JOE SAT OPPOSITE Helen at the breakfast table. Helen couldn’t bring herself to berate him, what with his bandaged head and general air of the crestfallen. He looked so pathetic, her heart melted.
‘How long did it take to reinflate the tyres?’
Her lips refused her internal instruction not to smile.
‘Half an hour. It was exhausting.’
‘I’m sorry I was out when you got back. I was driving Clara to work.’
‘I was glad you were out. There’s only so much humiliation a person can take in a single evening.’
‘Oh, Joe, it wasn’t that bad.’
‘Wasn’t it? I can honestly say, without a shadow of a doubt, that walking …’
‘Bursting.’
‘Yes, all right, bursting. Bursting into that room is the low point of my life.’
Helen laughed.
‘Now I know you’re exaggerating, unless you’re suggesting that facing four women drinking tea was more daunting than being tortured, and almost killed.’
Joe had to acknowledge that both those events in his life had put the previous night’s fiasco into perspective.
‘Nevertheless, I feel foolish, and that is an extremely unpleasant feeling.’
‘Given what’s happened recently, if all that’s been hurt is your pride, I’m happy.’
She was teetering on the brink of saying more when the telephone rang.
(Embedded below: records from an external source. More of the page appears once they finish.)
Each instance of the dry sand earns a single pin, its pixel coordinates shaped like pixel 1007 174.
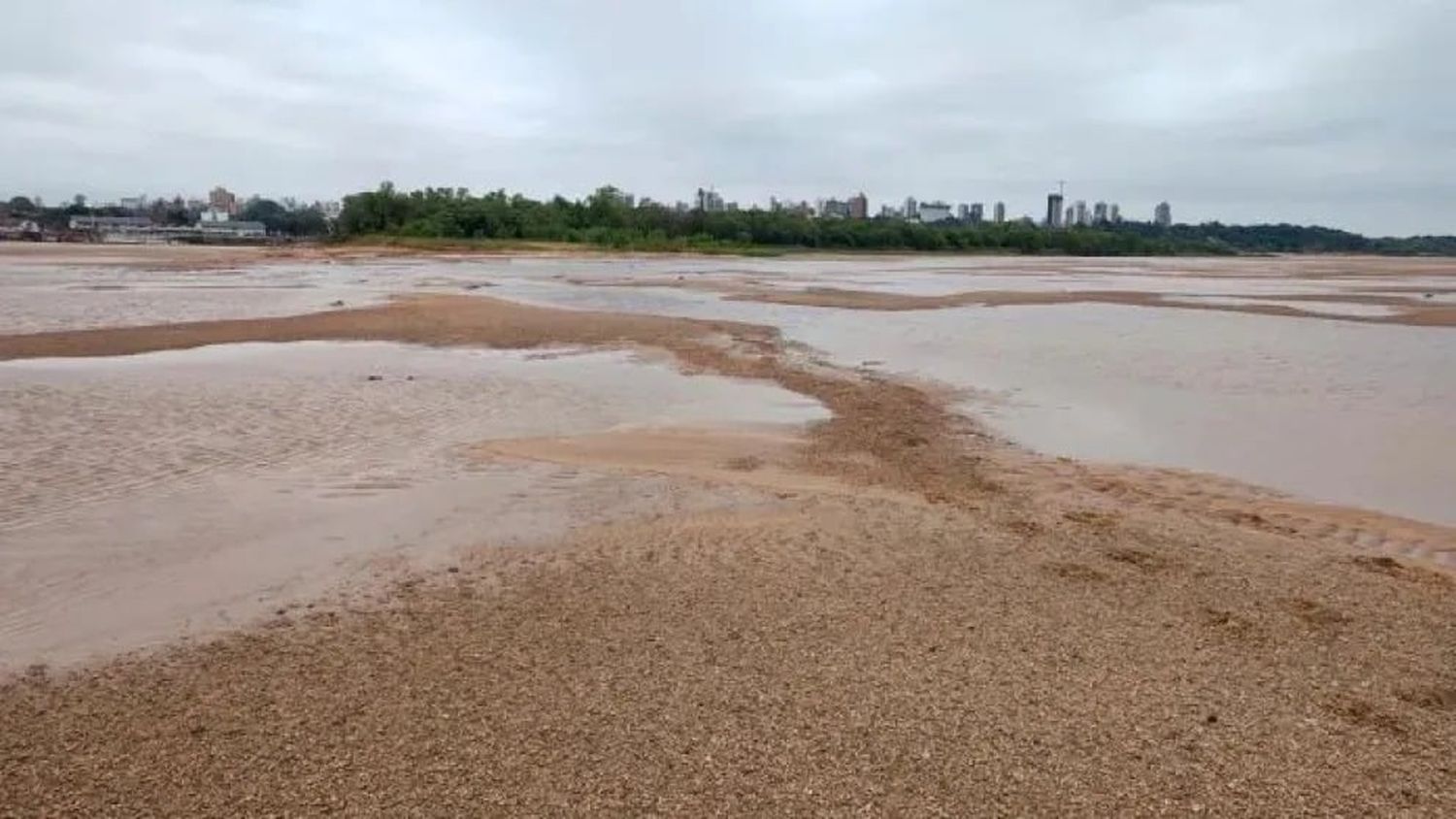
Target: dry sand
pixel 932 623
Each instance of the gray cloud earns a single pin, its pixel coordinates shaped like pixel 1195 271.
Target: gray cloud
pixel 1312 111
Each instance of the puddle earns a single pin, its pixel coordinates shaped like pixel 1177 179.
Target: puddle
pixel 1339 411
pixel 1319 308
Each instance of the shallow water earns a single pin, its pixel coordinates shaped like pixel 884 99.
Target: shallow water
pixel 1328 410
pixel 186 490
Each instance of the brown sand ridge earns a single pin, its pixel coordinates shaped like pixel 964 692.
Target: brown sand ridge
pixel 1411 311
pixel 978 635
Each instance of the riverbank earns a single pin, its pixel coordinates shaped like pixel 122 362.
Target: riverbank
pixel 925 620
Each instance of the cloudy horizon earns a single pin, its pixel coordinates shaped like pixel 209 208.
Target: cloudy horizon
pixel 1315 113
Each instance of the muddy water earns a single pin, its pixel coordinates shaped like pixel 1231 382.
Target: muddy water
pixel 1328 410
pixel 182 492
pixel 191 490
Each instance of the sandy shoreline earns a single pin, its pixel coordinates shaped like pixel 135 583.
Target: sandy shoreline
pixel 932 621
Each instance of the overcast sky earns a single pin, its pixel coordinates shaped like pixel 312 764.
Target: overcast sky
pixel 1339 113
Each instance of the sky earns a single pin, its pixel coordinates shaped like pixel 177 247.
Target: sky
pixel 1333 113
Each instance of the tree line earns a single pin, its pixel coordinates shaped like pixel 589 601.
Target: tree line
pixel 608 218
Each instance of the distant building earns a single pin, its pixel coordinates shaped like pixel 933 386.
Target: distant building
pixel 1053 210
pixel 111 226
pixel 1164 214
pixel 937 212
pixel 17 229
pixel 233 229
pixel 710 201
pixel 223 200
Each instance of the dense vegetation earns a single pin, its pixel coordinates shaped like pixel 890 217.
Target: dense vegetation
pixel 608 218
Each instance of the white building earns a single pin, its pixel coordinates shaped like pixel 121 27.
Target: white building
pixel 937 212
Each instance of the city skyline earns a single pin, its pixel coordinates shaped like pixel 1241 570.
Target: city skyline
pixel 1241 111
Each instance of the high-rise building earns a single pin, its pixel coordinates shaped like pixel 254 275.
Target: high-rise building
pixel 934 212
pixel 223 200
pixel 1053 210
pixel 1164 214
pixel 710 201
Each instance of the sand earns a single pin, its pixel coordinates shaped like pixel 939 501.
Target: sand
pixel 929 621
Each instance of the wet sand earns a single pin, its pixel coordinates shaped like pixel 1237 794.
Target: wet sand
pixel 235 480
pixel 923 620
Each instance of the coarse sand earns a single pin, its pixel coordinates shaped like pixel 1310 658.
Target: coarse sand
pixel 931 624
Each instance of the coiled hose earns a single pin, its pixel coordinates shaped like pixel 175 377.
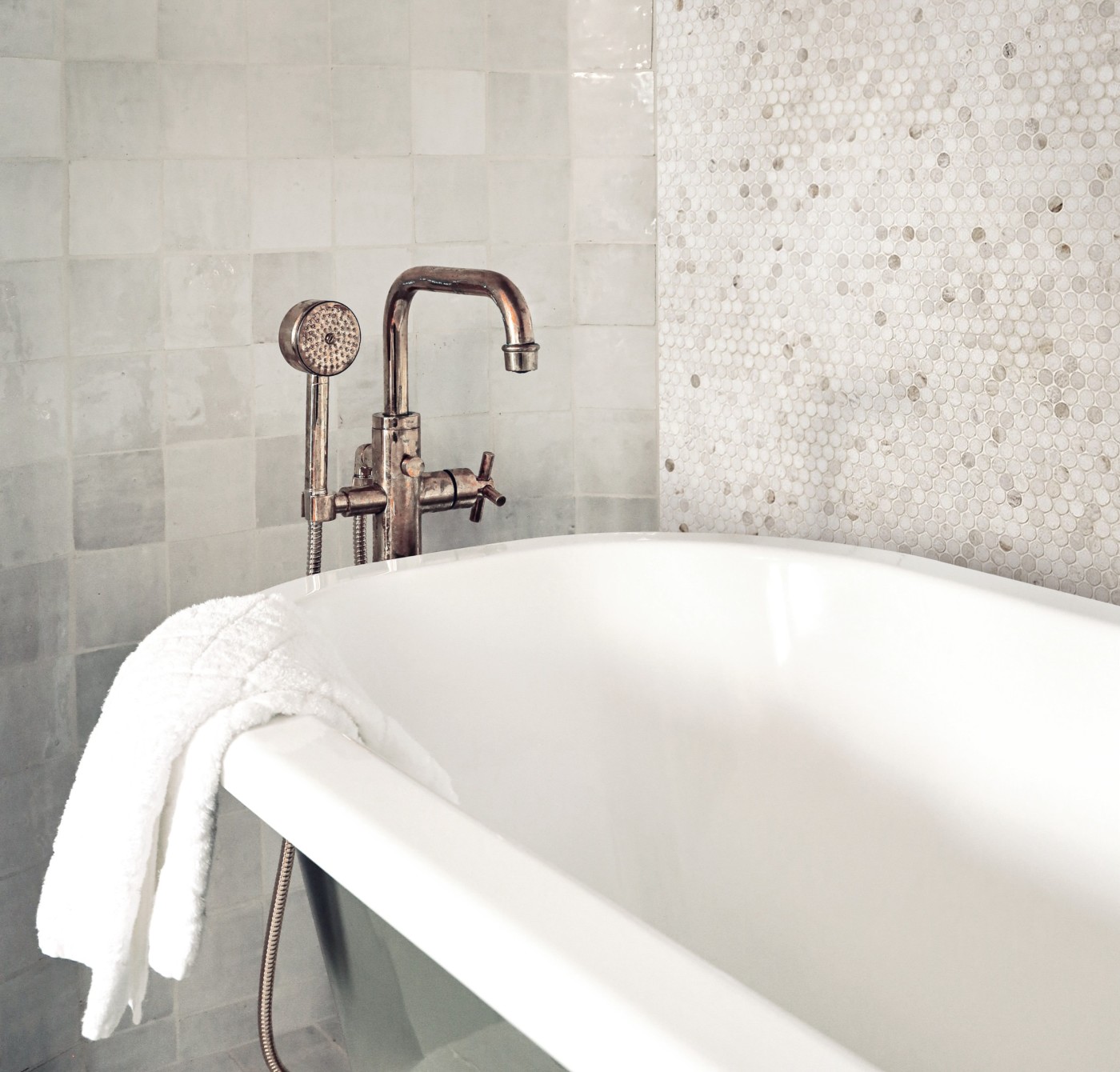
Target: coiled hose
pixel 287 850
pixel 285 866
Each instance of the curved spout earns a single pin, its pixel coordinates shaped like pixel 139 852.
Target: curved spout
pixel 520 349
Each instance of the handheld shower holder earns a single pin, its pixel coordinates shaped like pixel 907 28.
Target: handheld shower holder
pixel 391 484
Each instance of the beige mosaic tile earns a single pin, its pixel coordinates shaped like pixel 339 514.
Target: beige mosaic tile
pixel 887 298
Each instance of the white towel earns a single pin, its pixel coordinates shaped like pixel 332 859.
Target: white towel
pixel 126 881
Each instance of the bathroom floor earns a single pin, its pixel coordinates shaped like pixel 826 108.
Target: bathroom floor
pixel 318 1046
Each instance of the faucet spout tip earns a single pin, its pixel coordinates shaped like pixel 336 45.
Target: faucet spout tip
pixel 521 356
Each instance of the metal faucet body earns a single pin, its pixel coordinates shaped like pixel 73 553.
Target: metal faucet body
pixel 395 436
pixel 390 483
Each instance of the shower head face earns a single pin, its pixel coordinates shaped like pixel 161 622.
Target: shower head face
pixel 321 338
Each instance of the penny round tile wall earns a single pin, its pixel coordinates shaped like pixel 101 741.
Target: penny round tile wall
pixel 888 300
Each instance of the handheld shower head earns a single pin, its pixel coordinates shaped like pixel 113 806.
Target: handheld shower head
pixel 321 338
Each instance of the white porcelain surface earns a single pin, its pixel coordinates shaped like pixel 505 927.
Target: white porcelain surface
pixel 875 790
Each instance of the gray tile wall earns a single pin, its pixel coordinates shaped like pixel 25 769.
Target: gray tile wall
pixel 173 176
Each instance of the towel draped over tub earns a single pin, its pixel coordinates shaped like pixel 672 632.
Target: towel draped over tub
pixel 126 885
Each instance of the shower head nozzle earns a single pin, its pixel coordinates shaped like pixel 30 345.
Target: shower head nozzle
pixel 321 338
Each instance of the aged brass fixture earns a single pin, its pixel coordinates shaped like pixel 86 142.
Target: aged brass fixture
pixel 390 481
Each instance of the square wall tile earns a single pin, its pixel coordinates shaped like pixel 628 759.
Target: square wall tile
pixel 450 34
pixel 282 279
pixel 373 202
pixel 279 479
pixel 31 28
pixel 616 453
pixel 210 489
pixel 447 373
pixel 615 199
pixel 526 115
pixel 543 274
pixel 202 30
pixel 614 283
pixel 39 1014
pixel 612 513
pixel 205 204
pixel 279 394
pixel 117 403
pixel 111 30
pixel 31 310
pixel 528 35
pixel 118 500
pixel 114 306
pixel 210 394
pixel 31 209
pixel 362 282
pixel 93 674
pixel 610 36
pixel 615 366
pixel 442 313
pixel 450 198
pixel 374 34
pixel 36 522
pixel 33 411
pixel 37 727
pixel 30 108
pixel 112 110
pixel 448 112
pixel 289 111
pixel 19 894
pixel 288 31
pixel 210 567
pixel 535 454
pixel 35 623
pixel 282 554
pixel 529 201
pixel 114 206
pixel 204 110
pixel 549 388
pixel 372 111
pixel 612 114
pixel 31 802
pixel 119 596
pixel 289 204
pixel 206 300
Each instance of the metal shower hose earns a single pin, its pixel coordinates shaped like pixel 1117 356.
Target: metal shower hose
pixel 287 850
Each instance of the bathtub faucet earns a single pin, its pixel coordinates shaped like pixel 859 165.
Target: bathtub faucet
pixel 390 482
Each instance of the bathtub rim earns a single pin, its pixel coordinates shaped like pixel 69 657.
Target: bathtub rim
pixel 791 548
pixel 495 913
pixel 688 1029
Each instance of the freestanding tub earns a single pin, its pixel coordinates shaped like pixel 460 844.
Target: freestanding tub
pixel 725 803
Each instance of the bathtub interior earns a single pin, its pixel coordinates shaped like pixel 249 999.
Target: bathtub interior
pixel 881 798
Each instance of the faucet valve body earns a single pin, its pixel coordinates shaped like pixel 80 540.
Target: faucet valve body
pixel 390 483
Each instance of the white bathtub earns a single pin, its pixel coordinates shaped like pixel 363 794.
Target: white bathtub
pixel 731 803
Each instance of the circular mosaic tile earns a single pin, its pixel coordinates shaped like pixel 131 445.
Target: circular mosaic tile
pixel 888 302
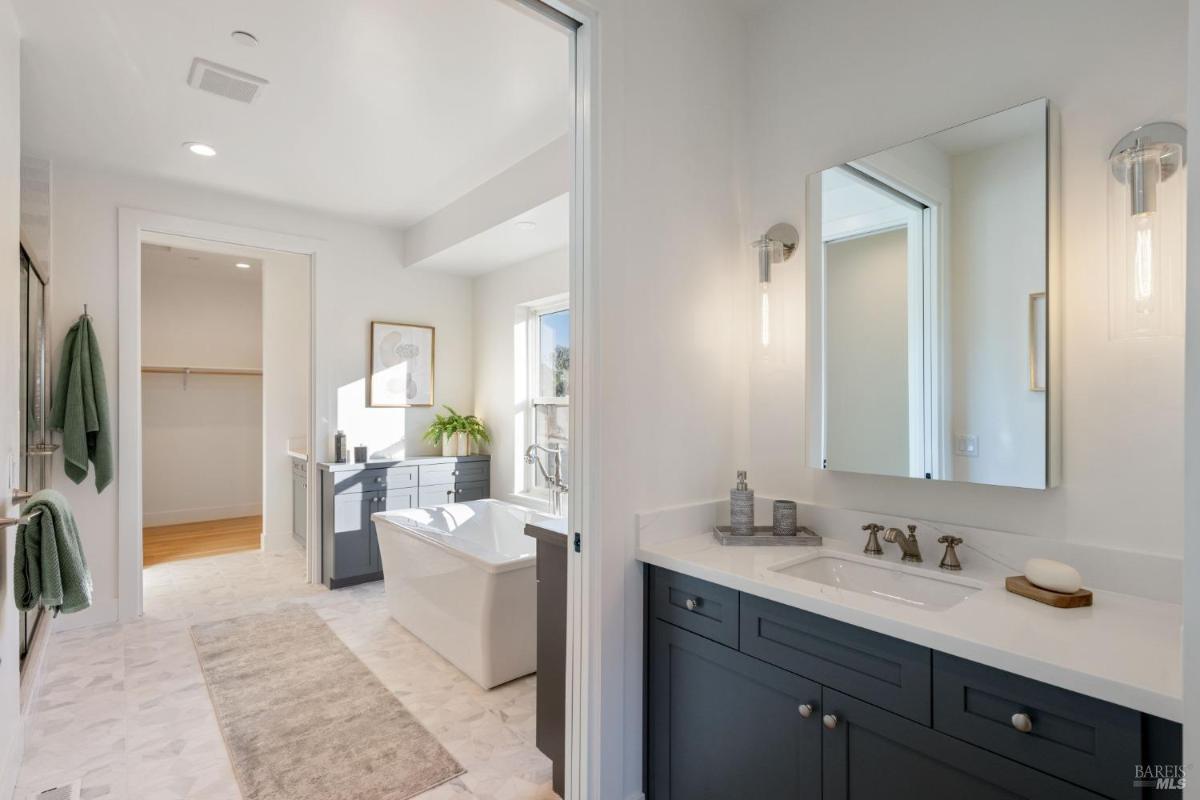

Ros stuck her head around the door.
‘Clara,’ she said.
‘Oh, God, I hope everything’s all right.’
Helen was on the phone for so long that Joe finished breakfast, washed his dishes, and went upstairs to change out of his pyjamas. When he came downstairs, Helen told him Clara’s astonishing news: Kenneth Bussell had been arrested.
‘It’s one thing I can stop worrying about,’ Helen said. ‘Now, if she’d stop all contact with Adelaide Matthews, I’d feel even better.’
Helen gave Joe a précis of Clara’s description of afternoon tea with Adelaide.
‘She’s clearly an emotional cot-case, and Clara shouldn’t be ministering to that. It’s too draining, and her job is already draining enough.’
‘She’s an amazing person.’
Helen was looking away when he said this, so she missed the slight blush that spread over Jo
e’s face. He felt keenly that his chances of impressing Clara Dawson had diminished severely. He was trying not to blame Tom for this, but he did harbour some resentment that Tom had rushed unthinkingly into that house and had obliged Joe to follow. Blaming Tom was absurd, of course. However, that small, ugly feeling was definitely there.
‘Clara’s coming over here later this morning. I told her about your headache. She wants to check on you.’
‘That really isn’t necessary. I feel fine.’
Helen looked at him, his head bandaged, unshaven, dressed in her uncle’s beautiful clothes, and her eyes welled with tears. It happened, just like that, and she didn’t turn away. Joe watched her face, astonished.
‘Are you all right?’
She nodded, stood up from where she was sitting at the table, and walked around to him. She leant down and kissed the top of his head. His hair smelt faintly of Hungary Water, Peter Lillee’s favourite cologne, and now one that Joe used often. She said nothing, and left the room. The contact had been so small and fleeting that Joe didn’t understand its significance. For Helen, the gesture represented a shift in her relationship with Joe. Surely now he’d have some notion of her feelings for him.
THE LAST PERSON in the world that Clara wanted to speak to was Adelaide Matthews. Unfortunately, she hadn’t mentioned this to Susan, and Susan had said, ‘Yes, she’s here,’ when Adelaide telephoned. With a feeling of dread, Clara took the receiver from Susan.
‘Adelaide. Is everything all right?’
There was silence, and then a deep, racking sob.
‘I can’t believe he said those words to me,’ she said, pulling herself together. ‘I can’t believe he called me those names.’